Figure 4. Docking models of the K48 di-ubiquitin (Ub):UCH37•RPN13^DEUBAD complex.

(A–B) HADDOCK docking models show two poses corresponding to the interaction between K48 di-Ub and UCH37 along with their fit to experimental small-angle X-ray scattering data of the K48 di-Ub:UCH37^C88A•RPN13^DEUBAD complex. The goodness of fit to the experimental intensity is represented by χ² values. In the first pose (A), the proximal Ub (Ub^prox; green) interacts with α5–6 of UCH37. In the second pose (B), the distal Ub (Ub^dist; orange) interacts with α5–6 of UCH37. (C) Residues highlighting the interaction between the aromatic-rich region of UCH37 α5–6 and the I44 patch of Ub^prox in pose 1 (A). (D) Residues highlighting the interaction between the aromatic-rich region of UCH37 α5–6 and the I44 patch of Ub^dist in pose 2 (B). (E) Polar contacts between Ub^prox and UCH37 α5–6 in pose 1 (A). (F) Contacts between Ub^dist and residues of UCH37 located outside the α5–6 motif in pose 1 (A). (G) Contacts between Ub^prox and residues of UCH37 located outside the α5–6 motif in pose 2 (B). (H) The relative location of active site and the scissile, K48 isopeptide bond in molecular docking poses 1 and 2. In pose 1, residues of α6 and the loop leading into the catalytic Cys (C88) form a barrier for the isopeptide bond. In pose 2, only Q82 of UCH37 blocks the K48 isopeptide bond.

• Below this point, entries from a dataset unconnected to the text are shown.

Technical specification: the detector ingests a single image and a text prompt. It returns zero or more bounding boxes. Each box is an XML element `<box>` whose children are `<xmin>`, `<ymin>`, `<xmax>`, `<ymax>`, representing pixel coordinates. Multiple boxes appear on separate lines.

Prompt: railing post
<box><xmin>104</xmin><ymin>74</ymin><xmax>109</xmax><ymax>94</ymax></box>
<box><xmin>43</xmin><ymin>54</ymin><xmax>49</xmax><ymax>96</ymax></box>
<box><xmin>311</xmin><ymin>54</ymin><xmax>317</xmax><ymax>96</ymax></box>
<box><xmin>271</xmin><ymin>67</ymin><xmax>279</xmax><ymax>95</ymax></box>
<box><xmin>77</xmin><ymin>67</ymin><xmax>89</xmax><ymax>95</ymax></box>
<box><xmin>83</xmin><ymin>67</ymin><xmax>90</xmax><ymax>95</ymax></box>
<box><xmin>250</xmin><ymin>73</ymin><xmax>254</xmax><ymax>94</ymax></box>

Figure 4—figure supplement 1. Structural models of the K48 di-ubiquitin (Ub):UCH37•RPN13^DEUBAD complex.

(A) Molecular dynamics (MD) trajectories for eight independent simulations plotted as Cα-RMSD of UCH37 over time. (B) Overlay of MD-derived UCH37•RPN13^DEUBAD conformations that afford the best fit to experimental small-angle X-ray scattering (SAXS) data. Flexible N- and C-termini of RPN13^DEUBAD are omitted. (C) Individual structures of UCH37•RPN13^DEUBAD (models 1–3) with the corresponding fits to the SAXS data. Flexible N- and C-termini of RPN13^DEUBAD are omitted. (D) Theoretical and experimental SAXS data for the best-fitting multistate model comprising models 1–3. Pairwise Cα-RMSD is shown between models 1 and 3.

Figure 4—figure supplement 2. Small-angle X-ray scattering (SAXS) of the K48 di-ubiquitin (Ub):UCH37•RPN13^DEUBAD complex.

(A–D) Size-exclusion chromatography-SAXS analyses of UCH37^C88A•RPN13^DEUBAD (blue) and K48 di-Ub:UCH37^C88A•RPN13^DEUBAD (red) showing distance distribution (E–F), Guinier analyses (G), and Kratky plots (G). (E) HADDOCK docking model of pose 3 showing Ub^dist (orange) interacting with RPN13^DEUBAD while Ub^prox (green) is situated near the C-terminal end of the crossover loop (CL). The fit to the experimental scattering intensity is also shown; the goodness of fit is represented by χ².

Figure 4—figure supplement 3. Contact frequency analysis of the K48 di-ubiquitin (Ub):UCH37•RPN13^DEUBAD complex.

(A) Frequency analysis of pairwise interactions between Ub^prox or Ub^dist of K48 di-Ub and F117/F121 of UCH37 shown in the form of a bubble plot. (B) Contact frequencies shown for UCH37 residues that are interacting with either Ub^prox or Ub^dist of K48 di-Ub in poses 1 and 2. Contact frequencies for K48 di-Ub residues interacting with UCH37 in poses 1 and 2.